Huidige Selectie en Recente Ontwikkelingen
Net als Nederland maakt ook Spanje regelmatig zijn definitieve selectie bekend voor belangrijke wedstrijden, zoals de kwartfinale van de Nations League. Bondscoach Luis de la Fuente staat voor de taak om een competitief team samen te stellen dat kan strijden voor de prijzen.
Nations League Kwartfinale
Spanje en Nederland stonden tegenover elkaar in de kwartfinale van de Nations League, met een heenwedstrijd in Rotterdam op donderdag 20 maart en een return in Valencia op zondag 23 maart.
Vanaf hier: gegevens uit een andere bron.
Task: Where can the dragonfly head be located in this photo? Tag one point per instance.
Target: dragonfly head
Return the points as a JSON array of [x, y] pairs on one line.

Beide wedstrijden waren uitverkocht.
De Selectie van De la Fuente
De definitieve selectie van Spanje voor recente wedstrijden omvat de volgende spelers:
- Doel: David Raya (Arsenal), Álex Remiro (Real Sociedad), Unai Simón (Athletic Club)
- Verdediging: Pedro Porro (Tottenham Hotspur), Óscar Mingueza (Celta de Vigo), Robin Le Normand (Atlético Madrid), Pau Cubarsí, Íñigo Martínez (beiden Barcelona), Raúl Asencio (Real Madrid), Alejandro Grimaldo (Bayer Leverkusen), Marc Cucurella (Chelsea)
- Middenveld: Martin Zubimendi (Real Sociedad), Marc Casadó, Pedri (beiden Barcelona), Fabián Ruiz (PSG), Mikel Merino (Arsenal), Álex Baena (VIllarreal)
- Aanval: Lamine Yamal, Ferran Torres, Dani Olmo (allen Barcelona), Nico Williams (Athletic Club), Yeremy Pino, Ayoze Pérez (beiden Villarreal), Álvaro Morata (Galatasaray), Bryan Zaragoza (Osasuna), Samu Aghehowa (FC Porto), Mikel Oyarzabal (Real Sociedad)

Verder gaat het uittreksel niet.